Senûsîlerin lider kadrosunun sorumluluklardan kaçıp, cihad yerine anlaşma çabalarına rağmen ana omurgayı oluşturan tarikat üyeleri savaşmakta kararlıydı. Bütün bir halk Ömer Muhtar’ın etrafına kenetlenmişlerdi. Ömer Muhtar 27 Şubat 1923’te bir heyetle birlikte Mısır’a gitti. İslam ve özellikle Arap Dünyasından yardım istedi. Maalesef İdris es-Senûsî İtalya ile Mısır’da yaşamak üzere anlaştığından herhangi bir yardımda bulunmadı. Zaten İtalyanlar Muhtar’ın Mısır’a gittiğini öğrenmiş aynı teklifi cihaddan vazgeçmesine karşılık Ona da yapmışlardı. Hatta Berkay’a döndüğünde kendisine bir köşk tahsis edilecek ve maaşa bağlanacaktı. Bu onursuz teklifleri reddeden Ömer Muhtar, İslam dünyasından umduğu yardımı da bulamadan mücadele sahasına geri döndü. Haziran 1923’de İtalyanlarla Senûsîler arasında büyük bir çatışma meydana geldi ve Ömer Muhtar çarpışmanın tam ortasındaydı. İtalyanlara verdirdiği kayıplarla efsane haline gelmişti.

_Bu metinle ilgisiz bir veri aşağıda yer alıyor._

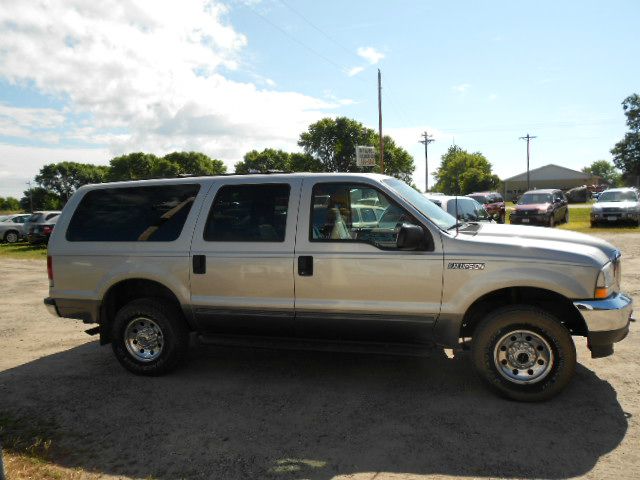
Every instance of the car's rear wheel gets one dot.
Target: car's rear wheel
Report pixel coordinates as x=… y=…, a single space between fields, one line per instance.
x=11 y=236
x=524 y=353
x=149 y=336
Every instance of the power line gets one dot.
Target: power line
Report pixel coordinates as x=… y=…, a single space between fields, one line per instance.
x=322 y=32
x=294 y=39
x=426 y=140
x=528 y=138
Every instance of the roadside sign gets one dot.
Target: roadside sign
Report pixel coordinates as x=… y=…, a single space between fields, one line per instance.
x=365 y=156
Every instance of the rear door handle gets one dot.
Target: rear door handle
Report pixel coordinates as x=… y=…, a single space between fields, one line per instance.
x=200 y=264
x=305 y=266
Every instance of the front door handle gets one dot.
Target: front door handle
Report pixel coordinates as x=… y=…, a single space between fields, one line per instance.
x=200 y=264
x=305 y=266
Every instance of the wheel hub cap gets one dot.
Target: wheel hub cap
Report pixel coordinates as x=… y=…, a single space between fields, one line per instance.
x=523 y=357
x=143 y=339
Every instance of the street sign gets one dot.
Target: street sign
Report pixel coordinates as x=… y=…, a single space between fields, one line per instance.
x=365 y=156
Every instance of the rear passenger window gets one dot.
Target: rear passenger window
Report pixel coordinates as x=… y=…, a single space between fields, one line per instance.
x=136 y=214
x=248 y=213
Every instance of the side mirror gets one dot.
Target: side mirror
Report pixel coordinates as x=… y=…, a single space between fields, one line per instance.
x=410 y=237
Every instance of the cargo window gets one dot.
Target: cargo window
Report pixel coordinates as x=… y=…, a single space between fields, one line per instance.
x=355 y=213
x=249 y=213
x=134 y=214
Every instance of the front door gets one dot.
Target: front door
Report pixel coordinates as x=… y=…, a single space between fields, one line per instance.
x=242 y=257
x=351 y=280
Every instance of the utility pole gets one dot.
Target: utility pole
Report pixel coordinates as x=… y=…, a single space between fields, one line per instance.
x=528 y=138
x=380 y=121
x=30 y=195
x=426 y=140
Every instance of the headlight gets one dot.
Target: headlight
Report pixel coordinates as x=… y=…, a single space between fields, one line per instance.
x=606 y=281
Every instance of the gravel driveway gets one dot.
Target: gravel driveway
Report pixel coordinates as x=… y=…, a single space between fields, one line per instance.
x=242 y=413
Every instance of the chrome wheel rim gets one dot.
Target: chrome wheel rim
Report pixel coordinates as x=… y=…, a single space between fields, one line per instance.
x=523 y=357
x=143 y=339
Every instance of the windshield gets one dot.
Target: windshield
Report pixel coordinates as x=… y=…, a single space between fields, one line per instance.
x=34 y=218
x=468 y=210
x=425 y=206
x=531 y=198
x=627 y=196
x=480 y=198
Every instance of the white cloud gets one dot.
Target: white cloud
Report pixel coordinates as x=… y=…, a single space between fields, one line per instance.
x=462 y=88
x=354 y=71
x=152 y=71
x=370 y=54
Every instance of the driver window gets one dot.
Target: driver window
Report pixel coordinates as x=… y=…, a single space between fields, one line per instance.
x=355 y=213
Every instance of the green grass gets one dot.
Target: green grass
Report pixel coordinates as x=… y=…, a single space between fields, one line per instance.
x=579 y=221
x=23 y=250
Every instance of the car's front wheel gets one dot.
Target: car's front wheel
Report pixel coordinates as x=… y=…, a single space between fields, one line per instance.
x=11 y=236
x=524 y=353
x=149 y=336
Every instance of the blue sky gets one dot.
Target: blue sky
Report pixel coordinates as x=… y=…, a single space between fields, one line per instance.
x=86 y=82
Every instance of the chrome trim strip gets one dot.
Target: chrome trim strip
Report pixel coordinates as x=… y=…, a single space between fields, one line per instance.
x=611 y=313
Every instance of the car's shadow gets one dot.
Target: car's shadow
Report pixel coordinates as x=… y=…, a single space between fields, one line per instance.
x=242 y=413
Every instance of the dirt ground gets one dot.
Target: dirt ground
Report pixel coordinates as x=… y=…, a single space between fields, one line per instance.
x=236 y=413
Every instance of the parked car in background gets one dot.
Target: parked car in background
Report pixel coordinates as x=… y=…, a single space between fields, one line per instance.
x=616 y=205
x=12 y=228
x=468 y=210
x=40 y=232
x=493 y=204
x=39 y=217
x=541 y=207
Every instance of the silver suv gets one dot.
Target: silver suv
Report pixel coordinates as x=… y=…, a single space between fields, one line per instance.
x=616 y=205
x=288 y=256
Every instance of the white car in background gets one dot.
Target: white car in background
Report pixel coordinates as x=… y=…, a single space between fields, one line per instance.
x=12 y=227
x=616 y=205
x=468 y=209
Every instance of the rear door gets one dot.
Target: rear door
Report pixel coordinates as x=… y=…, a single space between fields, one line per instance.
x=242 y=257
x=351 y=281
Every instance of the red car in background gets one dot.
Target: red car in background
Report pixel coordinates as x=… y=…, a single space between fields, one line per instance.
x=493 y=204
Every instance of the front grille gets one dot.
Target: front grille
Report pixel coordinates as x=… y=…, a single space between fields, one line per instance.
x=617 y=270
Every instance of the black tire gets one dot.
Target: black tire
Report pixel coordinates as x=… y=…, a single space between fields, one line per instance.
x=12 y=236
x=507 y=321
x=155 y=315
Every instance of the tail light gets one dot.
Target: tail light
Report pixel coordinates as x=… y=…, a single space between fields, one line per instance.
x=50 y=269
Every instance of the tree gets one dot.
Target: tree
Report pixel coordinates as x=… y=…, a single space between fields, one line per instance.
x=270 y=159
x=43 y=199
x=267 y=159
x=461 y=172
x=626 y=153
x=332 y=142
x=195 y=163
x=9 y=204
x=133 y=166
x=140 y=166
x=64 y=178
x=605 y=170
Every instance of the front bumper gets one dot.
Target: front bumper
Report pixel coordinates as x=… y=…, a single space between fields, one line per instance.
x=607 y=322
x=614 y=216
x=533 y=218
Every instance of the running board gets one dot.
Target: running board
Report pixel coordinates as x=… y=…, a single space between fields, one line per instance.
x=317 y=345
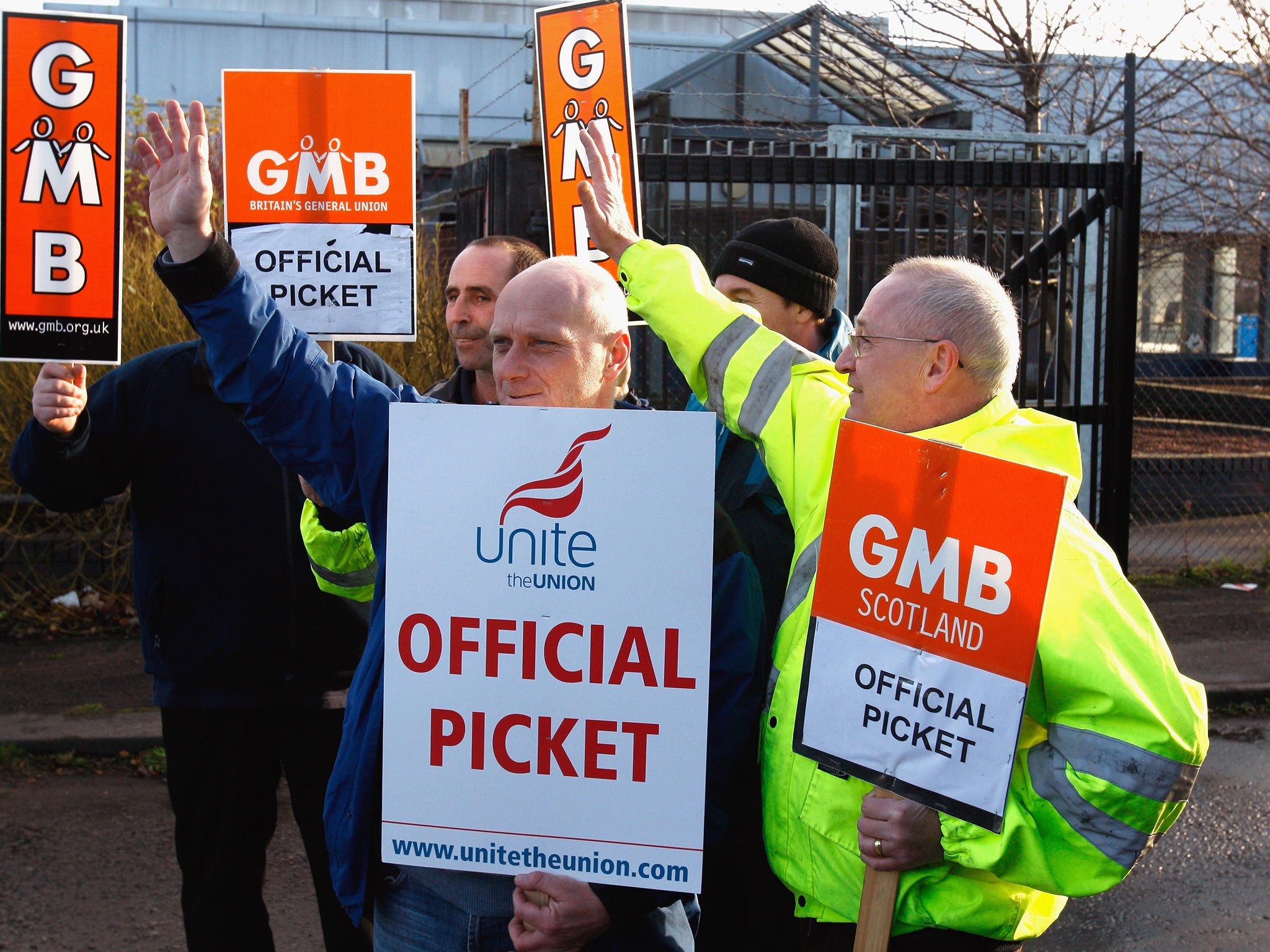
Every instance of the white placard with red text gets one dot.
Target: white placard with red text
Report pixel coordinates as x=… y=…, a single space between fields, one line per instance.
x=548 y=641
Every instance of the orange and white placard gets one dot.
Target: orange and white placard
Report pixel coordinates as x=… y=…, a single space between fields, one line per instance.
x=319 y=196
x=933 y=575
x=63 y=187
x=584 y=79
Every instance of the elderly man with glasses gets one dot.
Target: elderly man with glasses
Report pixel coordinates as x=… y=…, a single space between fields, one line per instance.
x=1113 y=735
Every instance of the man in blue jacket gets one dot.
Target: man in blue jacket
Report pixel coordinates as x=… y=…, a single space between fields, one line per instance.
x=251 y=662
x=329 y=423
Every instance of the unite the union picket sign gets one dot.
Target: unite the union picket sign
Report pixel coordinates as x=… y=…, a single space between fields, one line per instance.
x=933 y=575
x=546 y=658
x=63 y=182
x=319 y=196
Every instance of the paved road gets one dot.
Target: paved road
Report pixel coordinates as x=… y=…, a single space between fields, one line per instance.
x=1204 y=889
x=87 y=865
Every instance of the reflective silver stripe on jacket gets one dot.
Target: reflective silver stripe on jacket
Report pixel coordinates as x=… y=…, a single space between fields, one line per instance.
x=801 y=579
x=765 y=391
x=1117 y=840
x=773 y=677
x=347 y=580
x=1124 y=764
x=719 y=355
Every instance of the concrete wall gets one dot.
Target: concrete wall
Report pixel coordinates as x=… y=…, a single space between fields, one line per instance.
x=178 y=50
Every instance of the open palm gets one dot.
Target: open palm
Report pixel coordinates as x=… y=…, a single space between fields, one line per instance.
x=180 y=182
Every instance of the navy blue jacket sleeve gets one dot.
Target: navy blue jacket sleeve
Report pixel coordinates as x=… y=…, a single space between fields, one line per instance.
x=81 y=471
x=326 y=421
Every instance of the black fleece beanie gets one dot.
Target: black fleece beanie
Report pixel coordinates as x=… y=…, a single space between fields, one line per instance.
x=789 y=257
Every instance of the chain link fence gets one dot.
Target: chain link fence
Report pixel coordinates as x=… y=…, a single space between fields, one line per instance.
x=1202 y=408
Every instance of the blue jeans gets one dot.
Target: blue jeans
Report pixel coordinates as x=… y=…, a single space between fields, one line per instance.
x=409 y=918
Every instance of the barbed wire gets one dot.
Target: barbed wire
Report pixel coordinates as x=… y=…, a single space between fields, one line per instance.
x=487 y=139
x=500 y=95
x=495 y=69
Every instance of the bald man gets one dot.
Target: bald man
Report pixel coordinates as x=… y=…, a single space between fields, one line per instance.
x=559 y=339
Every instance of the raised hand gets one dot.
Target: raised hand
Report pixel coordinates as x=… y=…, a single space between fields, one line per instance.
x=603 y=203
x=180 y=182
x=60 y=397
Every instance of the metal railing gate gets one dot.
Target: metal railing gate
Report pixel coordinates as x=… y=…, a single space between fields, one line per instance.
x=1064 y=235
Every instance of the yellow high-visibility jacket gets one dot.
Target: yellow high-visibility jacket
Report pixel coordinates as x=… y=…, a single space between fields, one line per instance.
x=1113 y=734
x=343 y=562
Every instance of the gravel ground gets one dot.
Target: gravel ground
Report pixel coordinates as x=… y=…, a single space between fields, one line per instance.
x=1204 y=888
x=55 y=676
x=87 y=865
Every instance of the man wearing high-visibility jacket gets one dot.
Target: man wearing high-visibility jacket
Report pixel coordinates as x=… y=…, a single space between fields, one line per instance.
x=1112 y=736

Fakat 1922 yılında İtalya’nın başına geçen faşist Mussolini, Libya’nın tamamen ele geçirilmesi için sabırsızlanıyordu. 1923-1929 yılları arasında Bongiovanni, Mombelli, Teruzi ve Sicilliani gibi sömürge valileri olarak tayin edilmiş olmalarına rağmen, bunların hepsi Ömer Muhtar karşısında başarısız olmuşlardı. Bu arada çatışmalarda Ömer Muhtar’ın yakın komutanları da bir bir şehid düşüyordu.

İtalyanlar diplomatik kanalları kullanıp, Senûsî liderleri kendi emelleri doğrultusunda kullanmaya çalışıyordular. İslam Ansiklopedisinde Ömer el-Muhtar maddesini yazan Ahmet Kavas’ı belirttiğine göre; “Ahmed Şerif es- Senûsî’nin kardeşi Seyyid Safiyyuddîn’in idareci olarak bulunduğu Cağbub’u, İdris es- Senûsî’den aldığı emir üzerine direnmeksizin 9 Şubat 1929’da İtalyanlara teslim etti.” Bu şekilde Ömer Muhtar büyük bir destekten mahrum kaldı. Hatta Muhammed Rıza es- Senûsî, İtalyanlar adına Muhtar ile görüşüp, direnişten vazgeçmesi halinde Hicaz veya Mısır’a yerleşebileceği, ayrıca kendisine para verileceği teklifinde bulundu. Bütün bu onursuz teklifleri şiddetle ret eden Ömer Muhtar ilerlemiş yaşına rağmen savaş meydanlarını terk etmiyordu. Bu nedenle Libya halkı kendisine yeni bir unvan verdi: Çöl Aslanı.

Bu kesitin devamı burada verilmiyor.